INTRODUCTION
IDS is a security component that can detect any intrusion against the computer
system or network such as unauthorized access, misuses and any type of intrusions
by hackers. This system first collects all traffic or behavior of the target
network or computer, then learns and creates patterns and stores them in database
as an instance and then checks and monitors all incoming traffic or behavior
with training patterns and then generates alarm to announce dangers to the administrator.

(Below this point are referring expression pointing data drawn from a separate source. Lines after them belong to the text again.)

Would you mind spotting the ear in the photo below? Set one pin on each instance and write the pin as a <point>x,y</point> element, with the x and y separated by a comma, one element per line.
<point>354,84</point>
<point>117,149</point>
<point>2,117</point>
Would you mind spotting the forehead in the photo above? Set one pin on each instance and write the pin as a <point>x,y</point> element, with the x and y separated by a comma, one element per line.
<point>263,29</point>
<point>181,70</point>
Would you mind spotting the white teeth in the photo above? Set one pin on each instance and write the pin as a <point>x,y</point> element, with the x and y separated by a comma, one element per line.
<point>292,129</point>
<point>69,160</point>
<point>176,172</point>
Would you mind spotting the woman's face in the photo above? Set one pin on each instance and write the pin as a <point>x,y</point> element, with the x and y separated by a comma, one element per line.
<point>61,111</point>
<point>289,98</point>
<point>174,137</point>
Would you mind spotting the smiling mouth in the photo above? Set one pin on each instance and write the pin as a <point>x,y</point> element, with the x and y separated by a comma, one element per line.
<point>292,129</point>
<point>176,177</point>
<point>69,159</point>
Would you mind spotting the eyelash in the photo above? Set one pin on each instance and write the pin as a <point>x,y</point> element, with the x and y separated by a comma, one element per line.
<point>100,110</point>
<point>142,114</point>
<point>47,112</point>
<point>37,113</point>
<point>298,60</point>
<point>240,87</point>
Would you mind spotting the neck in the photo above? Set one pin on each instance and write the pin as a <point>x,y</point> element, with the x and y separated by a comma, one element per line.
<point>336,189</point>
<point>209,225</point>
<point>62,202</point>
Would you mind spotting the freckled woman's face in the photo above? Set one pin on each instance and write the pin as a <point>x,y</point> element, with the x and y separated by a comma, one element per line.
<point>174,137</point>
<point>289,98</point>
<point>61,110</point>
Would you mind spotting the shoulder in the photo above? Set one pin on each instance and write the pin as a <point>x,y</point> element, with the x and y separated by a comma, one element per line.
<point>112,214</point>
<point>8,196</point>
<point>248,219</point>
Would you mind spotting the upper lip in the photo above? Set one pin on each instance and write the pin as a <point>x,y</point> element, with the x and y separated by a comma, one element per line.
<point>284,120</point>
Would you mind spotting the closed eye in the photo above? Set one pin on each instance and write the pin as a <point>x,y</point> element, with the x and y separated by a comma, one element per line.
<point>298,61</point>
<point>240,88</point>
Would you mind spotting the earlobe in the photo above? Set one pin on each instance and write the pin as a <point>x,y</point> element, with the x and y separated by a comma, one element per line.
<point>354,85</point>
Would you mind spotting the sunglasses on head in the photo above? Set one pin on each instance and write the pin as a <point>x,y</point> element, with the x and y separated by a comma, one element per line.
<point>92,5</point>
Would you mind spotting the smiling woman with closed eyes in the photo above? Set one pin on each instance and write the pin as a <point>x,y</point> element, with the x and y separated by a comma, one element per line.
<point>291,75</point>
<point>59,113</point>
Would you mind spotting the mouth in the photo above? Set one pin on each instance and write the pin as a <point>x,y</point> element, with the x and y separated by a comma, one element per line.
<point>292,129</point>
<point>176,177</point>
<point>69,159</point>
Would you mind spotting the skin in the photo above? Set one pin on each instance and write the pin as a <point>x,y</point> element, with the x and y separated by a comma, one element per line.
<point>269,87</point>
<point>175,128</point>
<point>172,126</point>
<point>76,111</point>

Figure 1 shows an organization of generalized IDS (Wu
and Banzhaf, 2010).
Several machine-learning technologies have been used for designing IDS: Neural
networks, Linear Genetic Programming (LGP), Support Vector Machines (SVM) such
as (Lei and Zhou, 2012), Decision tree such as (Ali
et al., 2009), Bayesian networks such as (Muda
et al., 2011), Multivariate Adaptive Regression Splines (MARS), Fuzzy
Inference Systems (FISs).
Generally intrusion detection systems are divided into two main categories:
host-based IDS (HIDS) and network-based IDS (NIDS). Network-base intrusion detection
system checks and controls all incoming and outgoing traffic at one network
component. This happens by placing one capture tool (sensor) like one sniffer
on the chock point of the segment.
|
Fig. 1: |
Organization of a generalized intrusion detection system |
This sensor captures all network traffic in this segment and determines whether
these traffic packets are attacks or normal. Unlike NIDS that check all network
traffic, HIDS observes anything that occurs on each host individually. The HIDS
have the ability to detect risk actions and normally operate by having access
to log files or monitoring the host usage in real time (De
Lima et al., 2008).
There are two general important terminologies in all intrusion detection system:
False Positive, which is a condition in which IDS announces warnings of attacks
for something that is not actually an attack. If too many false positives take
place, it makes the administrator less confident about the alarms and hence,
there is a possibility that the administrator ignores the real attack. The second
is False Negative, which is condition in which IDS does not manifest an alarm
for a real attack, which means a real attack is taking place while no action
is being taken. This will put the system in great dangers since the real attacks
are entirely being unnoticed (Norouzian and Merati, 2011).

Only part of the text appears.